|Bishop Says Abuse
Scandal Could Force Diocese into Bankruptcy
By Todd Dvorak
Associated Press, carried in Waterloo/Cedar Falls Courier
October 1, 2004
IOWA CITY -- Bishop William Franklin says the Roman Catholic Diocese of Davenport lacks the financial resources to compensate victims of alleged priest abuse and warned a settlement could force the church into bankruptcy.
Franklin also said no final decisions have been made for meeting the monetary demands set forth recently in negotiations with 37 men who claim they were sexually abused by priests in the last 50 years.
"Diocesan financial resources are limited -- they are not adequate to compensate the victims for the amounts demanded," Franklin told more than 150 clergy and board members from parishes around the diocese Thursday.
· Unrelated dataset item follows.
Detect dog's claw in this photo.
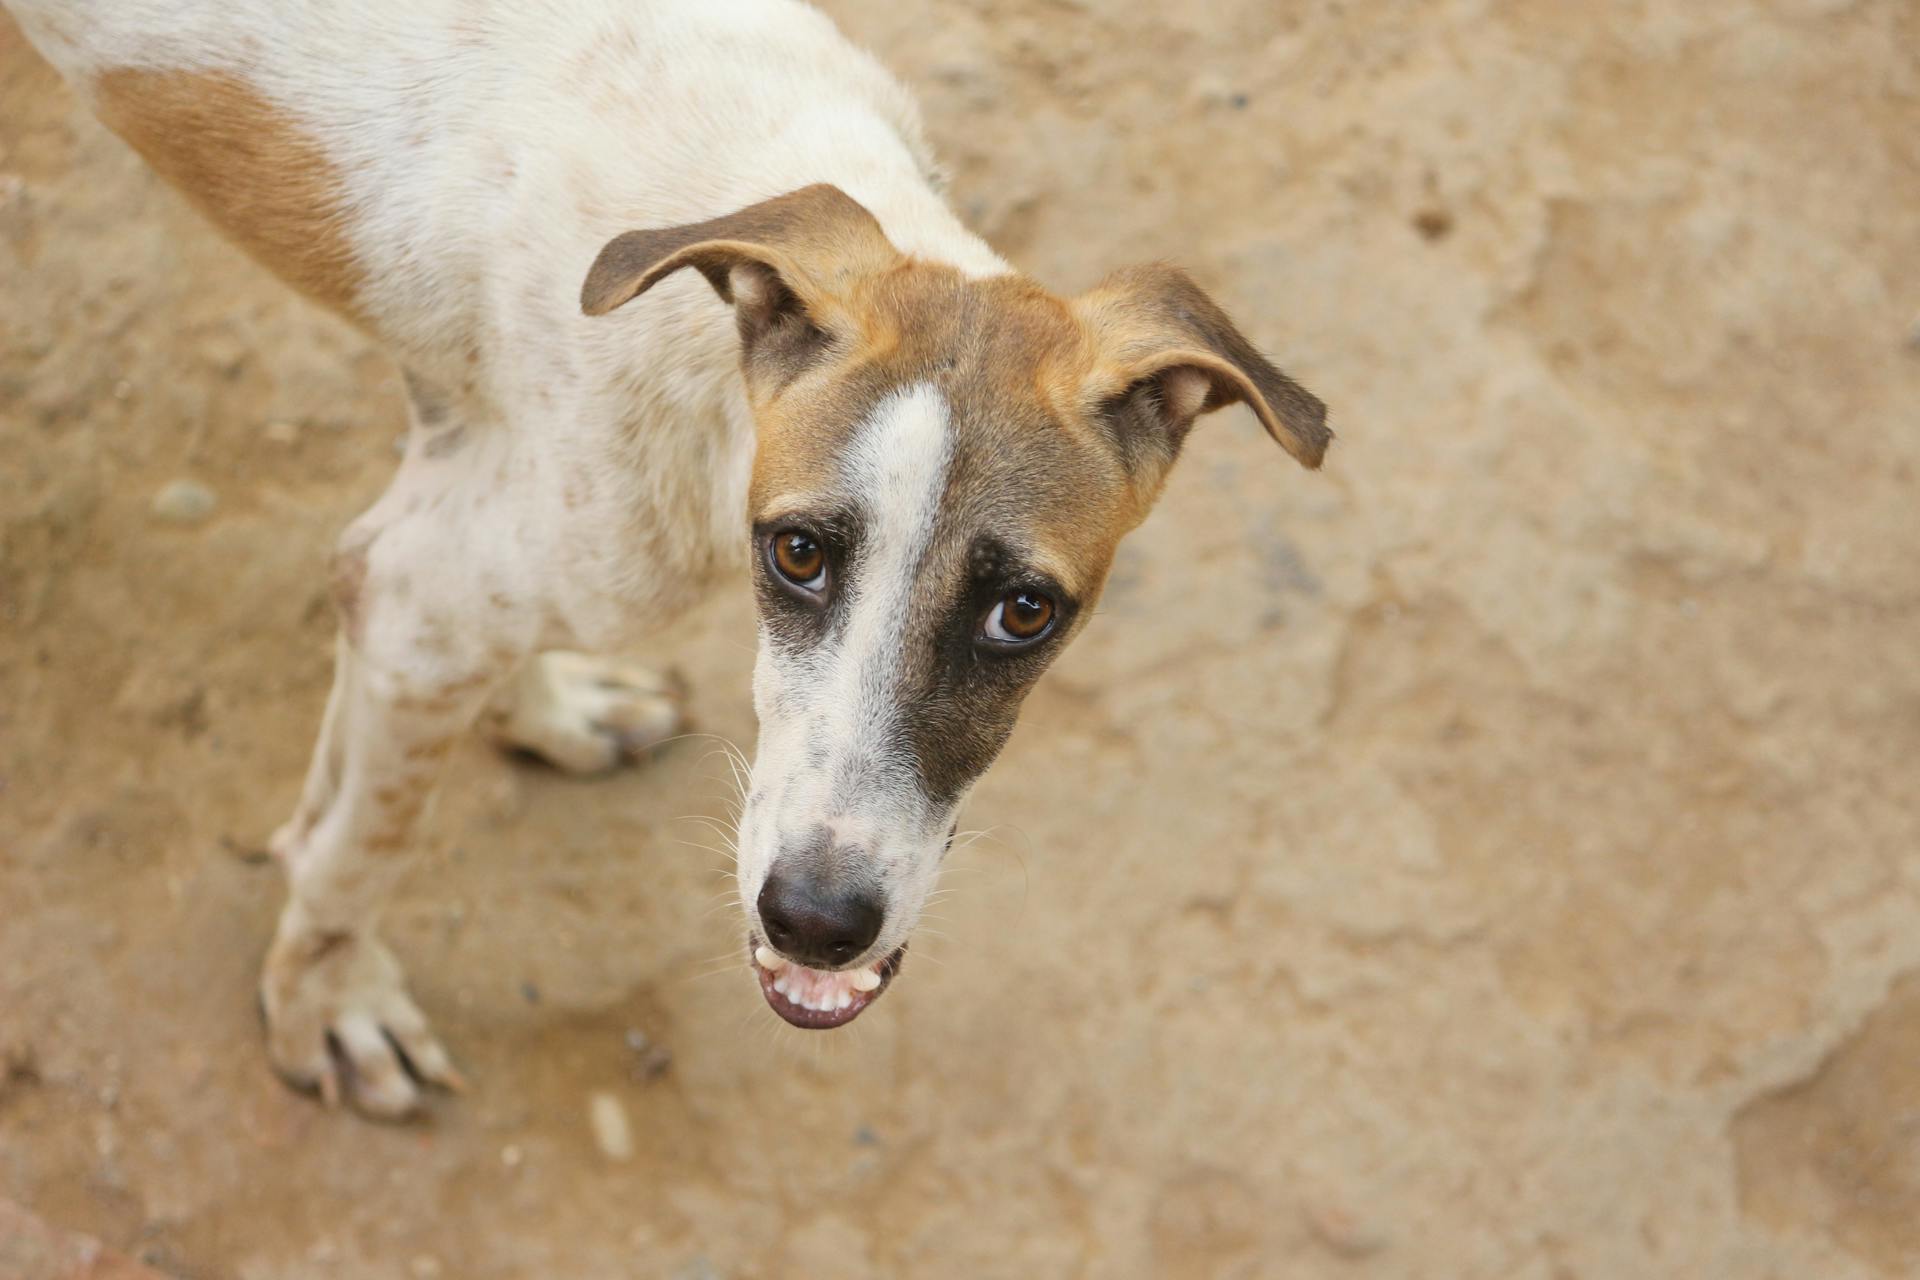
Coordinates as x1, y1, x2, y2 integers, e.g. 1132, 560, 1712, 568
263, 925, 457, 1120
"The diocese will make every effort to settle these cases, but you must know that Chapter 11 bankruptcy may be the only way to fairly and honorably compensate all victims," he said.
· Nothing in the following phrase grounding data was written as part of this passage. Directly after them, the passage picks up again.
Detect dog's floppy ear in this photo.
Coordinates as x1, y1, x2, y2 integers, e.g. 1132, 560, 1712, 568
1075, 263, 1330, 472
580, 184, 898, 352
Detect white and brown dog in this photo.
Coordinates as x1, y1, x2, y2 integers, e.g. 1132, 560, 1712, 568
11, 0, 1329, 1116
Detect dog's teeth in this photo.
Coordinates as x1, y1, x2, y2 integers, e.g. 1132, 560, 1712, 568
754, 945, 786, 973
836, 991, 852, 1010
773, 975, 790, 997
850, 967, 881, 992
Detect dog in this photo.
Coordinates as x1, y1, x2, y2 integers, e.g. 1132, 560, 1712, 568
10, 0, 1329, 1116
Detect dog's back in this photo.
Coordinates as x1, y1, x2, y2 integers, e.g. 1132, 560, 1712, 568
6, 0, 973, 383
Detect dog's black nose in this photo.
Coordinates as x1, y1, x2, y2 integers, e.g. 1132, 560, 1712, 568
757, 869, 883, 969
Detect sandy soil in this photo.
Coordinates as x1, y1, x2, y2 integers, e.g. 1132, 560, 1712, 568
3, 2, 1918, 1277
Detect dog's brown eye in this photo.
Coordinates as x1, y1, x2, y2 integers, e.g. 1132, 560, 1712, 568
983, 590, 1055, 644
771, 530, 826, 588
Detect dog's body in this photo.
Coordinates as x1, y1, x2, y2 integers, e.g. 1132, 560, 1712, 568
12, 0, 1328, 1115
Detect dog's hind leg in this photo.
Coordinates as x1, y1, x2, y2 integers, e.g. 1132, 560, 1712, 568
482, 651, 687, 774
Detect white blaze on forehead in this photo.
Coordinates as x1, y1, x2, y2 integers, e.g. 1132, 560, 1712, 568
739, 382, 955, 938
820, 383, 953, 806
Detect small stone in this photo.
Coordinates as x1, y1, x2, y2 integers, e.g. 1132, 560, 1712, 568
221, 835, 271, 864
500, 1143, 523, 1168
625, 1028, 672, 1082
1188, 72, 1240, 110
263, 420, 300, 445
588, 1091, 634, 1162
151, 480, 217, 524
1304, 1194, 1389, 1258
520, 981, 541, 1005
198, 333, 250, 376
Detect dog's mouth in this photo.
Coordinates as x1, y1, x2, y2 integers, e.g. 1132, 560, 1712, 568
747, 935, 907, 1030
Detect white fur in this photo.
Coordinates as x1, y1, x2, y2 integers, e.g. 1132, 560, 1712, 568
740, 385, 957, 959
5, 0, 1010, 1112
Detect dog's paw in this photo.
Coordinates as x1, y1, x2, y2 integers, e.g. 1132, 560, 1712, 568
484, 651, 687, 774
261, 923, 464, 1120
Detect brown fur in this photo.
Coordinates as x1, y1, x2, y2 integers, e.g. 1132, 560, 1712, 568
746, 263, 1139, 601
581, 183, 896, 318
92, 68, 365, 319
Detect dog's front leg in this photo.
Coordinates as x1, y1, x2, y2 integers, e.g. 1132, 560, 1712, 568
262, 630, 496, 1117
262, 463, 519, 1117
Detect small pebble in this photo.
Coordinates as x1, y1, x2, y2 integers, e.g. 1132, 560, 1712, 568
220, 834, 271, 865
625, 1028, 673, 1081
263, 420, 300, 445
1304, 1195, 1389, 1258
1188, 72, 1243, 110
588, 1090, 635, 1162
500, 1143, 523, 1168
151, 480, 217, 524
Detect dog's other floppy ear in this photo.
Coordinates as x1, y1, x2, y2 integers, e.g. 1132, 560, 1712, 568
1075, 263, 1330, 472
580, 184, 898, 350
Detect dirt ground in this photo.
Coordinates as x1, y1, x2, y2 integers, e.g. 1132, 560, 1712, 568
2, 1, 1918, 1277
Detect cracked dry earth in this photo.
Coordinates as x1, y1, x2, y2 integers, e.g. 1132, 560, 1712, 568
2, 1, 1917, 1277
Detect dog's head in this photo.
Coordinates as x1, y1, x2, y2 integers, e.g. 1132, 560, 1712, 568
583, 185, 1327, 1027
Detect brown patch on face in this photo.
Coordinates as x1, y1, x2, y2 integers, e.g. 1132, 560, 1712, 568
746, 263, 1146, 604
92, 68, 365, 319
The Davenport diocese, like others around the nation, has been hard hit in the last five years by sexual abuse lawsuits aimed at former priests, some dating back to the 1950s.
The lawsuits also allege church hierarchy knew about some instances of abuse but covered up cases, failed to discipline priests and simply moved them among the 95 parishes scattered around 22 counties in southeastern Iowa.
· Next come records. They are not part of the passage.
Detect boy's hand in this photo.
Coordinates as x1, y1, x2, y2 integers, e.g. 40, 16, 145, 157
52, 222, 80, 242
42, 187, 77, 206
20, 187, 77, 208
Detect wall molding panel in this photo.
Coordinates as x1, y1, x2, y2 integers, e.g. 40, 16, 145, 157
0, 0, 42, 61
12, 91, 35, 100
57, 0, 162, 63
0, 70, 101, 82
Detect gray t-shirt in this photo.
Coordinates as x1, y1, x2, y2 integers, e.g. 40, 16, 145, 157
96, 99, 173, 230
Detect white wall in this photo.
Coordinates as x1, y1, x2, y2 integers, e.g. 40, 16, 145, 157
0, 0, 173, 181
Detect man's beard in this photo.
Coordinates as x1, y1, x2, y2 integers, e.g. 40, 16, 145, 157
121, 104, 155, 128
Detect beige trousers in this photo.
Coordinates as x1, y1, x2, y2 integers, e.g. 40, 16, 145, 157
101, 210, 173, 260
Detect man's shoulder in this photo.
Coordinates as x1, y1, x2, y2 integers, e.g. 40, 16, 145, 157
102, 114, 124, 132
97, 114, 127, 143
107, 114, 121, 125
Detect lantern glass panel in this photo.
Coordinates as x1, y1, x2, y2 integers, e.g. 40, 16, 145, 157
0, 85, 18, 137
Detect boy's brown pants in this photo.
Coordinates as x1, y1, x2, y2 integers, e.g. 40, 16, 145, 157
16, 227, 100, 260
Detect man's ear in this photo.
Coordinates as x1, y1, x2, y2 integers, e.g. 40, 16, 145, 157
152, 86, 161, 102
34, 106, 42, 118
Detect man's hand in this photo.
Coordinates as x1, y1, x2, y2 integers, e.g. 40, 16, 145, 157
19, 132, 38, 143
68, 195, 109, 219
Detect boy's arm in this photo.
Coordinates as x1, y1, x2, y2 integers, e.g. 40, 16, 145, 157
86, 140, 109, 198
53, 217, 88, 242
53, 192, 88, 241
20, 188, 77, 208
Preliminary talks aimed at settling the claims out of court began last month. Diocese attorney Rand Wanio said the victims have proposed a dollar amount for settling claims, but he said both sides have agreed not to disclose the figure.
The first of several trials is scheduled to begin in November.
As part of the negotiations, Franklin said he has spent several days meeting with victims, hearing stories he described as compelling and tragic.
"We expressed to the victims we were truly sorry ... and that the abuse was not their fault," Franklin said, reading from prepared remarks.
Nationwide, only diocese in Portland and Tucson, Ariz., have taken the step of filing bankruptcy to offset settlements from abuse lawsuits, Wanio said.
Efforts to raise money may also force wholesale changes in the diocese and its assets, especially if the church fails to enlist its insurance companies for money to offset costs, Franklin said.
"We have a very unclear insurance picture," Wanio said.
Officials may consider scaling back operations, selling and moving its headquarters, including its home for retired priests, and making other assets available to the court.
Franklin also urged leaders at individual parishes to review business records of each parish, which he said were set up as individual corporations decades ago and shielded from bankruptcy litigation involving the diocese.
But Craig Levien, the attorney representing most of the victims, accused church officials of distorting the net worth of the diocese and said access to parish assets remains an unanswered legal question.
"We strongly disagree that the diocese does not have the resources to meet their financial responsibility to fully compensate victims of sexual abuse," Levien said.